フランスのカンヌ国際映画祭で名誉賞「パルムドールドヌール」を受賞した、イタリア人映画監督ベルナルド・ベルトルッチ氏(2012年5月23日撮影、資料写真)。(c)Valery HACHE / AFP〔AFPBB News

 イタリア映画界の巨匠ベルナルド・ベルトルッチ監督が亡くなった。7月には、『暗殺のオペラ』(1970)のデジタルリマスター版が公開。近年も新作への意欲が伝えられていただけに大変惜しまれる。

 前回コラムでは、『ラストタンゴ・イン・パリ』(1972)『ラストエンペラー』(1987)など、世界的な有名作を中心に、その作品を経歴とともに概観した。

 今回は、原点とも言える初期の作品、『革命前夜』(1964)『暗殺のオペラ』(1970)『暗殺の森』(1970)3作の異なる「イデオロギー」の主人公たちの姿を、それぞれの物語を並行して追いながら、深層心理を中心にベルトルッチの世界を探ってみたいと思う。

 『革命前夜』は、ベルトルッチ23歳の時の作。

 この監督第2作は、生まれ故郷に近い大都市で、幼少時、映画館に通っていたイタリア北部エミリア・ロマーニャの大都市パルマが舞台。

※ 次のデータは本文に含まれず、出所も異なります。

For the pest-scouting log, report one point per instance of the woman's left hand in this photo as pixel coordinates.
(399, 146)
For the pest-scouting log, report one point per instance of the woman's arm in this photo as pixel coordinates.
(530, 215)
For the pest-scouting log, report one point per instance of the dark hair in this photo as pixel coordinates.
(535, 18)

主人公たちの名前は、この地を舞台にしたスタンダールの有名小説「パルムの僧院」からとっている。

 映画は、最初に「革命前夜を生きなかった者は生きることがいかに甘美か理解できない」というタレーランの言葉を示し、続けて、教会へと街を走る主人公ファブリツィオの姿と、街の様々な風景、空撮映像をうつしだし、モノローグから始まる。

1962年4月

パルマ川が街を分ける 貧民地区と富裕地区に
歴史の外にいる者のなかを歩いている

彼らの時代は去った 教会が自由を窒息させたのだ
僕と同じパルマのブルジョワたち 彼らは存在するのか
クレリアは町 僕が拒んだ町なのだ

 当時のベルトルッチ自身と年齢も近く、その投影とも言えるファブリツィオはブルジョワ家庭の子息だが、共産主義に傾倒している。

 同じブルジョワ家庭の昔からの婚約者クレリアとの決別を決意、最後に一目、彼女を見ておこうと考えたのである。

 自身「細胞の一つひとつまでブルジョワ」と語るベルトルッチは、16歳で、年上の友人やピエル・パオロ・パゾリーニを知り、「共産党宣言」を知った。

 監督処女作『殺し』(1962)がそのパゾリーニの原案作だっただけに、この第2作では、「自分を出す」意欲満々。様々な著作、映画、とりわけヌーヴェルヴァーグからの引用が多い。